Após a declaração de independência de Azawad e com o fim das hostilidades com as forças armadas, o MNLA e o grupo islâmico Ansar Dine começaram a ter uma disputa ideológica sobre a visão que ambos os partidos tinham relativamente à administração do território. Enquanto os tuaregues viam Azawad como um lugar de autodeterminação, os Ansar Dine viam-no como um ponto de partida para a aplicação da Sharia em todo o país.

As disputas se transformaram em um conflito armado. O Ansar Dine formou uma aliança com outros grupos islâmicos radicais, como o Movimento pela Unidade e Jihad na África Ocidental (MUJAO) e o braço armado da Al-Qaeda no Magreb Islâmico (AQIM), que procurou unificar-se com o Boko Haram na Nigéria. . Eventualmente, os tuaregues do MNLA foram expulsos de Azawad meses depois, e o norte do país tornou-se um reduto jihadista e o epicentro do terrorismo regional.

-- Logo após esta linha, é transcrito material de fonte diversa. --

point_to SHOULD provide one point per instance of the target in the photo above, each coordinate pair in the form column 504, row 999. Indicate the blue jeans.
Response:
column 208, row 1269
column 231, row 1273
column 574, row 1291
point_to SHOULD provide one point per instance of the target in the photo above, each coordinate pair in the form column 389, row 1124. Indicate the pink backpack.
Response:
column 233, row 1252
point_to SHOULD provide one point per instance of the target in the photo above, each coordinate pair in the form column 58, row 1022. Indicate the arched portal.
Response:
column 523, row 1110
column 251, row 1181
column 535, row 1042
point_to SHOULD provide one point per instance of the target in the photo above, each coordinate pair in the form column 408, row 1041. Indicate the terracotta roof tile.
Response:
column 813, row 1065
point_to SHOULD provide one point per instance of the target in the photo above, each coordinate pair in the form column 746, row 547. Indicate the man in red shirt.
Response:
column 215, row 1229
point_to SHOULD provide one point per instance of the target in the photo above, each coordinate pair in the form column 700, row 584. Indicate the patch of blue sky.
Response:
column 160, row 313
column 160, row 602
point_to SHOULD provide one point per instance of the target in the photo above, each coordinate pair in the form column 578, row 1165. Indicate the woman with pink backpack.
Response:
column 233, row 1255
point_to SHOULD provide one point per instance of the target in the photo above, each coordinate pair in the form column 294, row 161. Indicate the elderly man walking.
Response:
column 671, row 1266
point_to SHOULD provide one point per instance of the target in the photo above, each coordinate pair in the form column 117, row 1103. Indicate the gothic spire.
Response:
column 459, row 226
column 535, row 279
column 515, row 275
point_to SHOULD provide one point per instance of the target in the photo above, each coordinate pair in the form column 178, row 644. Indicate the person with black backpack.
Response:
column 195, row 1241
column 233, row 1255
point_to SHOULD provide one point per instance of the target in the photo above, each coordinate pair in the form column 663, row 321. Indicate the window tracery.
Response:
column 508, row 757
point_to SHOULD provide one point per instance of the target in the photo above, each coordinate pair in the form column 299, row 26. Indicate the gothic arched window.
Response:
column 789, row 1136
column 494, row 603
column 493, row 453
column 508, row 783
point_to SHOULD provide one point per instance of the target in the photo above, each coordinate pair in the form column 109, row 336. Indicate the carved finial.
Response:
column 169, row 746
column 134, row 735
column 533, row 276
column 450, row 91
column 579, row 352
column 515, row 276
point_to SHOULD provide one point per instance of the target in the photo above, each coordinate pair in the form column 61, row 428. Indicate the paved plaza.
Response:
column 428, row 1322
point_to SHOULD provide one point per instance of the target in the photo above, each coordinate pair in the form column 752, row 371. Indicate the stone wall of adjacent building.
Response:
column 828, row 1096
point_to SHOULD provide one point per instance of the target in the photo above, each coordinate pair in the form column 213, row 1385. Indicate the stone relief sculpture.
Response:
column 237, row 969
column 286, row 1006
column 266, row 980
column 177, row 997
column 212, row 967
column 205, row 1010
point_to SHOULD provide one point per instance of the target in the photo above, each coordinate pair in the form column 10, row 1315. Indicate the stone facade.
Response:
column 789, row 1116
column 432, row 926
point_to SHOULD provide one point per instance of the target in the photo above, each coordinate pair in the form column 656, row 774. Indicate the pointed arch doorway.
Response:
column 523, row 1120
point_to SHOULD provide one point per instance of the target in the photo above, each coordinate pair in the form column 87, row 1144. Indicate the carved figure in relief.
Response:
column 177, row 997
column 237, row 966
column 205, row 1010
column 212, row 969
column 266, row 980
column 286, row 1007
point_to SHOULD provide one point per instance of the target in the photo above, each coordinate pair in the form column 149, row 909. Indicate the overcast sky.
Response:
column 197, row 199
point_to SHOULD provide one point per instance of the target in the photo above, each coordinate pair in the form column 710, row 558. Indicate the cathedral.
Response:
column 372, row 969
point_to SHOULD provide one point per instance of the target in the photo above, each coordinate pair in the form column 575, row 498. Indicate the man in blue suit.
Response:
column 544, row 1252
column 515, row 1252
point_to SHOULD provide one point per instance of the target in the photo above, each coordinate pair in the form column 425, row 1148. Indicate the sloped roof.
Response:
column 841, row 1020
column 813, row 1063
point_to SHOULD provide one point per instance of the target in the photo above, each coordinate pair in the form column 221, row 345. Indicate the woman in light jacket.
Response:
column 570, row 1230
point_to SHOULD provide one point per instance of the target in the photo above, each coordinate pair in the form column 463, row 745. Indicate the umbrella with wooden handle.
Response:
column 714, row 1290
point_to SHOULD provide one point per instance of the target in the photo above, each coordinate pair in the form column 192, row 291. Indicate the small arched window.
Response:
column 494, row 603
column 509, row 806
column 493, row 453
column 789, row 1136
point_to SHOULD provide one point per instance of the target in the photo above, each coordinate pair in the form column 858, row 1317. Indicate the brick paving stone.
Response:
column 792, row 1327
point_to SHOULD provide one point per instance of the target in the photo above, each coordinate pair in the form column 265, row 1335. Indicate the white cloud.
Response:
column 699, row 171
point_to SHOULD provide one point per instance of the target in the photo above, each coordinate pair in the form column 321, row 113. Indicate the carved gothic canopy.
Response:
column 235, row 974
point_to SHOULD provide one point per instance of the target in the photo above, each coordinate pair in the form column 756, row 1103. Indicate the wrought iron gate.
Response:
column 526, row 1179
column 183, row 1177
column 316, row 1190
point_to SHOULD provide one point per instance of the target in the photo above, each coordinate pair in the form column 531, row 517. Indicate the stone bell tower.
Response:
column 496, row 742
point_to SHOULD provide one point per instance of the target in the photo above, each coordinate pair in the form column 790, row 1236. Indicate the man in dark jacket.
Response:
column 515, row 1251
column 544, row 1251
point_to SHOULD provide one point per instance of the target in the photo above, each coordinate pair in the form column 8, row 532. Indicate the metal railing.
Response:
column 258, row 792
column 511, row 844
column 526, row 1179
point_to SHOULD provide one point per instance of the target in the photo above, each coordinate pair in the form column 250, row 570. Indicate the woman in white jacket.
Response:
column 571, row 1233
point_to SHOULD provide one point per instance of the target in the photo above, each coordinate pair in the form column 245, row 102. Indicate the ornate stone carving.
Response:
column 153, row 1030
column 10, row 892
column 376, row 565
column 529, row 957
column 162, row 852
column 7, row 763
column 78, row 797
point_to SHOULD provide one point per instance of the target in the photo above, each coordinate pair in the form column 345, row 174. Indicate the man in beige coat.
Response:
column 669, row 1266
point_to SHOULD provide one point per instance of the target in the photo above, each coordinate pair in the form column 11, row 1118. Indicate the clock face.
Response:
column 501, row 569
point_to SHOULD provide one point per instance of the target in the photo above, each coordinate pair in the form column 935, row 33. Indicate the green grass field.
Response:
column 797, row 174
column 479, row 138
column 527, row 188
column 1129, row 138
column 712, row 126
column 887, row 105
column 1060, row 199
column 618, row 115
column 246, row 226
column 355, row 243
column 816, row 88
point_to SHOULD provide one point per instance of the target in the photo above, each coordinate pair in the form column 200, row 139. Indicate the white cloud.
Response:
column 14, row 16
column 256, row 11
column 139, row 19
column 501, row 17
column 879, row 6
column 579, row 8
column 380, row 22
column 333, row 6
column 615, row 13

A sombra do terrorismo paira sobre a Europa

A secessão do norte do Mali provocou profunda rejeição na comunidade internacional. Vários organismos, como a ONU, a União Africana e a União Europeia, rejeitaram deliberadamente o estatuto de independência de Azawad. Contudo, após a expulsão dos tuaregues e o estabelecimento de um reduto jihadista na região, vários governos estrangeiros empreenderam ações militares para conter o avanço do terrorismo islâmico.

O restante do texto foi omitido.